I have changed nu to number just so it is easier to read.
The input is -
5
1 1 1 7 2
The output is -
Enter the number of elements in array
Enter 5 numbers
1 is present at location 1.
1 is present at location 2.
1 is present at location 3.
2 is present at location 5.
7 is present at location 4.
10 is present 5 times in array.
But I would like the output to read, "1 is present 3 times in array"
"2 is present 1 times in array"
7 is present 1 times in array"
C99Tutorial already stated how to do this.
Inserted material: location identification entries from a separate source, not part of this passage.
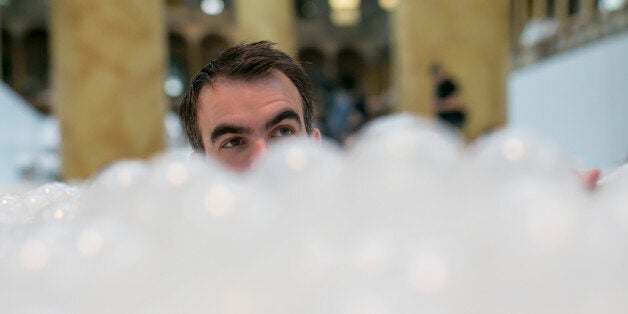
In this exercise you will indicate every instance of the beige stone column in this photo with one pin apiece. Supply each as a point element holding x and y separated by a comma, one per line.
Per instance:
<point>267,20</point>
<point>108,71</point>
<point>470,39</point>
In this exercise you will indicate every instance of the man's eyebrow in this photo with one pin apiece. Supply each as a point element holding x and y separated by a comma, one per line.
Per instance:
<point>223,129</point>
<point>286,114</point>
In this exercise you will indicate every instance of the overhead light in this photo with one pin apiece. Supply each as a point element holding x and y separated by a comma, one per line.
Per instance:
<point>345,17</point>
<point>345,12</point>
<point>388,5</point>
<point>173,86</point>
<point>212,7</point>
<point>344,4</point>
<point>611,5</point>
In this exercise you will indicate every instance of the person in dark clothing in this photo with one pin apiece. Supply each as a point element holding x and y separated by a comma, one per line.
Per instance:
<point>447,103</point>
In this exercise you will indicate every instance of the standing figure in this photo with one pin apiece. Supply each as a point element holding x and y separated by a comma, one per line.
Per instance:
<point>447,104</point>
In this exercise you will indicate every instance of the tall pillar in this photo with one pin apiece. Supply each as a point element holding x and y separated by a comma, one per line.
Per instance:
<point>18,61</point>
<point>108,71</point>
<point>259,20</point>
<point>470,39</point>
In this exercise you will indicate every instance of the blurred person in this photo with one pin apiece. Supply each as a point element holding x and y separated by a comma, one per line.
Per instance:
<point>446,103</point>
<point>339,110</point>
<point>249,96</point>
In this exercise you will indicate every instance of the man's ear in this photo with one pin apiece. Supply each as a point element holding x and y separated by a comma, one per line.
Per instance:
<point>316,135</point>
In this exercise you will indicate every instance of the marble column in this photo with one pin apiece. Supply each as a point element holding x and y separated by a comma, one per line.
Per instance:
<point>261,20</point>
<point>470,39</point>
<point>108,72</point>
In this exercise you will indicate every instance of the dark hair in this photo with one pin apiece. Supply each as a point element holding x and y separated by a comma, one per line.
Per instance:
<point>246,61</point>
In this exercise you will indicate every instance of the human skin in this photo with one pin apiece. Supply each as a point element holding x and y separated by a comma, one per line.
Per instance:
<point>239,118</point>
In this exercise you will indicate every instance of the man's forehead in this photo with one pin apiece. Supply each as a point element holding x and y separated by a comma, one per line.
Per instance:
<point>227,96</point>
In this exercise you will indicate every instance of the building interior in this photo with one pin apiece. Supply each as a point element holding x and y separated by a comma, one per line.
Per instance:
<point>78,63</point>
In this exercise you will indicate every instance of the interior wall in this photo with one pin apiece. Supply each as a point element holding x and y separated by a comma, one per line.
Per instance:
<point>578,99</point>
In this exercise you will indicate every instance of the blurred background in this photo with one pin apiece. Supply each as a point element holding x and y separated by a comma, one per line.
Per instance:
<point>85,83</point>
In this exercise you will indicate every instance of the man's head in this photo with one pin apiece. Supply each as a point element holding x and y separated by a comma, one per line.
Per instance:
<point>249,95</point>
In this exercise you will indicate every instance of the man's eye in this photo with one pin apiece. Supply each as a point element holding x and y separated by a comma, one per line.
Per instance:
<point>283,131</point>
<point>233,142</point>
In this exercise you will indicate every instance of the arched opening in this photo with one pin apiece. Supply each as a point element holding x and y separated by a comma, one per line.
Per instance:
<point>211,46</point>
<point>37,69</point>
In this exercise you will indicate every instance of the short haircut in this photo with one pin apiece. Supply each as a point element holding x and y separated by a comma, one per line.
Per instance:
<point>246,61</point>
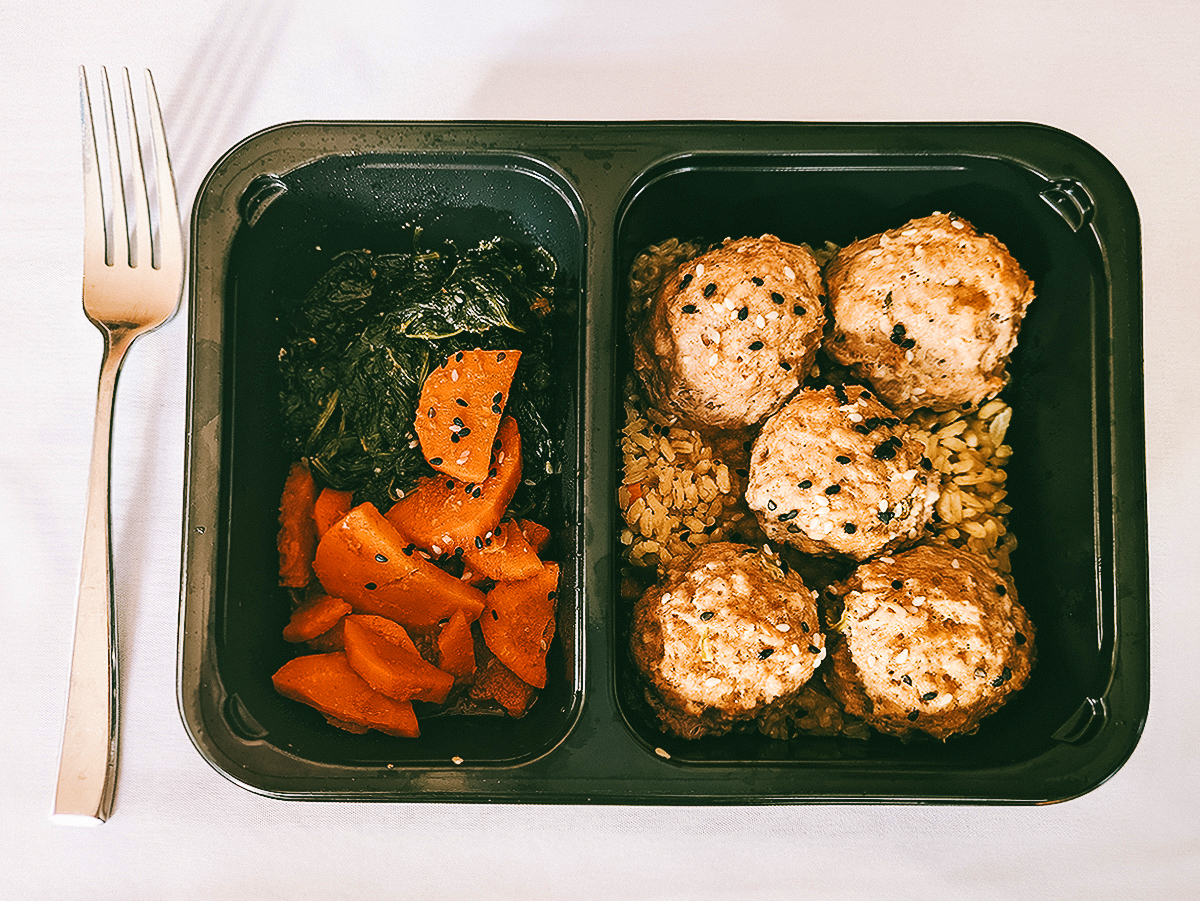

You glossed over that post, without really understanding it!
Code:
#include<stdio.h>
int main(void)
{
//added i to the list of int variables, and initialize count1 to all zero's
int array[100], i, search, c, n, count = 0, number, count1[100]={0};
printf("Enter the number of elements in array\n");
scanf("%d",&n);
printf("Enter %d numbers\n", n);
for ( c = 0 ; c < n ; c++ )
scanf("%d",&array[c]);
//new: tricky counting
for(i=0;i<n;i++) { //for every number
count1[array[i]]++; //if array[i] is N, then count1[N]++
}
//new: reporting
for(i=0;i<100;i++) { //scan the whole range of numbers
if(count1[i]) //there was at least one with this value
printf("%d is present %d times in array.\n",i,count[i]);
else
printf("%d was not in the array\n",i);
}
return 0;
}
Don't feel badly though - it's tricky!